The game's equipment system offers a further anti-synergy by having rare equipment give you a card. You can't decide what card, the card you're given has its normal cost and effects and along with being useless to your deck strategy, might be the wrong stat colour. If you want to avoid filling your deck with bricks the dev has unwittingly created a system where rare gear will often be worse gear.
Since this is a game with lanes and movement I have to comment on that too. You don't know how many lanes will appear in a battle, might be 4 or it might be 2. If you're using characters or equipment which boosts your numbers by moving around you'll find yourself stepping on your own toes while repositioning since your normal characters have to spend a special sp point to move back into position, a point they could have spent on a more powerful card. This goes double if you play any characters which summon minions or are joined by an npc who will step off the front line to push your archer there instead.
Since the devs are on another planet from what I'm looking for in a card game I'll lay out what I'd hope to see in a subsequent game:
1. Keep the number of lanes static and let the player decide the exact position their characters will appear in the starting formation, not just the row.
2. Put an indicator over the enemy's head what their next move will be so the player can plan around it instead of having to click the enemy portrait and see what cards are in their hand.
3. Tie formation and positioning bonuses to characters and equipment not just cards. This will give the player more reason to care about gear and give the devs more room to work with than raw numbers.
4. Give characters cards which synergise with each other. This could be simple like: Rogue places bomb, wizard creates gust of air pushing enemies into bomb. Or it could be an involved combo like: Golemancer adds boulder ammo to each character as a ranged attack card. Artillery commander plays cannon which also gets the boulder as it counts as a character, forest guardian summons Wojtek the bear who reduces the cost of all ammo cards for adjacent characters to 0.

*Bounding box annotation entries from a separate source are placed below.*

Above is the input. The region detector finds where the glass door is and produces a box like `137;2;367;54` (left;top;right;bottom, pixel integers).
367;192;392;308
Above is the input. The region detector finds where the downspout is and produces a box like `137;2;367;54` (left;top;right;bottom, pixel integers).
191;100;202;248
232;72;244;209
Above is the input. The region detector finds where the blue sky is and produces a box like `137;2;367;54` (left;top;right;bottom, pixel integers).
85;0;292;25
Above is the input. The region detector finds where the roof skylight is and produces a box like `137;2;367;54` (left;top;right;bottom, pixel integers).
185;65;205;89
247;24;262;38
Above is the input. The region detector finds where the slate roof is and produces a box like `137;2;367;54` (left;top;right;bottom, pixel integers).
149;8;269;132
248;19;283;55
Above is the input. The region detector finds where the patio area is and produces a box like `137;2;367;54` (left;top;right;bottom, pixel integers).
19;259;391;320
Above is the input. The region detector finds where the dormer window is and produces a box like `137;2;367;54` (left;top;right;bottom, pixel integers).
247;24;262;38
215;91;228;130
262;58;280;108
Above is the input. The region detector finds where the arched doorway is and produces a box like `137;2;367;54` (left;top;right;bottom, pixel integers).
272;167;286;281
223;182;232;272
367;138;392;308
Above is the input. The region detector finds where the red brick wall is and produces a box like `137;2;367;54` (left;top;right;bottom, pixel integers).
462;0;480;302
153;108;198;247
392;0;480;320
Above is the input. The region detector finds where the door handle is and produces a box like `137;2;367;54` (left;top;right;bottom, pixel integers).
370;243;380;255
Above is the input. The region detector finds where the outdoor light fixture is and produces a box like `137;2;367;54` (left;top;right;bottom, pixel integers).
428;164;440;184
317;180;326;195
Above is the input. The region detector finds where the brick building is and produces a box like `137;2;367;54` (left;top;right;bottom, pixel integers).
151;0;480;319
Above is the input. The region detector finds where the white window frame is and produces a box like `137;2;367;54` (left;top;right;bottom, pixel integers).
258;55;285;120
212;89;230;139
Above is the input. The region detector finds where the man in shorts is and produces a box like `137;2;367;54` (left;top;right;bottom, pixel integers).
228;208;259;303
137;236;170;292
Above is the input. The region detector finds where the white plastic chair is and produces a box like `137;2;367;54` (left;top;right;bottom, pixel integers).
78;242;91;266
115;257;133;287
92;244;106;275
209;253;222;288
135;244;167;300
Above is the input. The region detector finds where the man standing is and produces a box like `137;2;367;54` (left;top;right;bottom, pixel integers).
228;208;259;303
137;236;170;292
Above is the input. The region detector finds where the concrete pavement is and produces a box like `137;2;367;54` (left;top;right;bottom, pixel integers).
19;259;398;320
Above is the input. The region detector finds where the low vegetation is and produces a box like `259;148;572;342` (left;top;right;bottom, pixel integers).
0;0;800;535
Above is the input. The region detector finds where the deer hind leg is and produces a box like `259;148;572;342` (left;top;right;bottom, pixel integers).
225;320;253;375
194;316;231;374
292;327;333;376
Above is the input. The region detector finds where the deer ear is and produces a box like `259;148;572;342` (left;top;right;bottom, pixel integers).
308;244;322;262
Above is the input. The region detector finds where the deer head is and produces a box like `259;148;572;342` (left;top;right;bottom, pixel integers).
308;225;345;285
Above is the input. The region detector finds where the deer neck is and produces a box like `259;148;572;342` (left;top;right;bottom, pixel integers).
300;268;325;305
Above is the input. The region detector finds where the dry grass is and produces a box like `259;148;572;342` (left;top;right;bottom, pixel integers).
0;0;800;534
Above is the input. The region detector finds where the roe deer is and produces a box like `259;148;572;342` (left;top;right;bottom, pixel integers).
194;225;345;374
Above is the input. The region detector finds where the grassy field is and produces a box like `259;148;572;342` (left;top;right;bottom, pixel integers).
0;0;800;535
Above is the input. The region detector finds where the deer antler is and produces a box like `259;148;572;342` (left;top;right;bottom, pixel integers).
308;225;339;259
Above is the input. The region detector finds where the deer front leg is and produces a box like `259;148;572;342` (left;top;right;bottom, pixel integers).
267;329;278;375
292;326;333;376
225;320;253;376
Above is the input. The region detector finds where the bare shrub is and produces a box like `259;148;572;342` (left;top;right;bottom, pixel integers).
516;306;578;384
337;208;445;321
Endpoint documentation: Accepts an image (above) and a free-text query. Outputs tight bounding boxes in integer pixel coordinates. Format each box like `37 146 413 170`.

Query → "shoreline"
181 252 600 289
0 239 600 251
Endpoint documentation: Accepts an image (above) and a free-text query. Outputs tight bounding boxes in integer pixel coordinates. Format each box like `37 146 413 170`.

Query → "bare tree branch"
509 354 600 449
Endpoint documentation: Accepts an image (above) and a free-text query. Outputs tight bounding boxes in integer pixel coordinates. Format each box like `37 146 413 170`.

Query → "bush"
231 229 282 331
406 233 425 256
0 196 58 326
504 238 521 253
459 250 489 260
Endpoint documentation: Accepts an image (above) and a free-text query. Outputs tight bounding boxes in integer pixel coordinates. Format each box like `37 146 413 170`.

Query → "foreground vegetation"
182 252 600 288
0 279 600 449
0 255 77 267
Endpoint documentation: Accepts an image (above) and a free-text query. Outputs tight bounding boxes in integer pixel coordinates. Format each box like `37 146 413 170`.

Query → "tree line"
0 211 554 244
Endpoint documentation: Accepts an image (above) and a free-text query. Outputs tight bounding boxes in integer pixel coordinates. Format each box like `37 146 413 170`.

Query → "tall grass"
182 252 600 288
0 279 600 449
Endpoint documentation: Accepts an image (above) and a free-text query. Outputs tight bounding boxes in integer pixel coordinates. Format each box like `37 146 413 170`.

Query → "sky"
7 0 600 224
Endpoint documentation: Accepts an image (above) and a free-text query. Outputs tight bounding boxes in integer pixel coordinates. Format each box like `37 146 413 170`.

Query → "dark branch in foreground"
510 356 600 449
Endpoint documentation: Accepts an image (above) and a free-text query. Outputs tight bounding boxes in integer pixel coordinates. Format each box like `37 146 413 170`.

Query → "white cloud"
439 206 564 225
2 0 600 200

5. Dumb down your equipment system but make it meaningful. Characters don't need 13 slots of randomly generated +1 stats they need a few slots for artefacts which make a meaningful difference in game. Players of Binding of Isaac or slay the spire are familiar with this, a few effects which you can build your deck around and which synergise with each other are far more impactful than a dozen number changers. For example one artefact could cause you to reveal the top card of your deck and if its a different colour than the card you previously played an effect triggers while another could let you draw an additional card from the bottom of your deck then make you place a card on top each turn.
I know creating interesting effects and interactions is much harder to balance so it'd mean fewer modifiers, fewer stats, less equipment and fewer characters but I think that'd be to the game's benefit. I bought this game with Alina of the Arena, that position based card game only has one character with starting builds separated by the starting artefact and two alternate cards yet its gameplay was immediately more engaging as reflected by its better review score.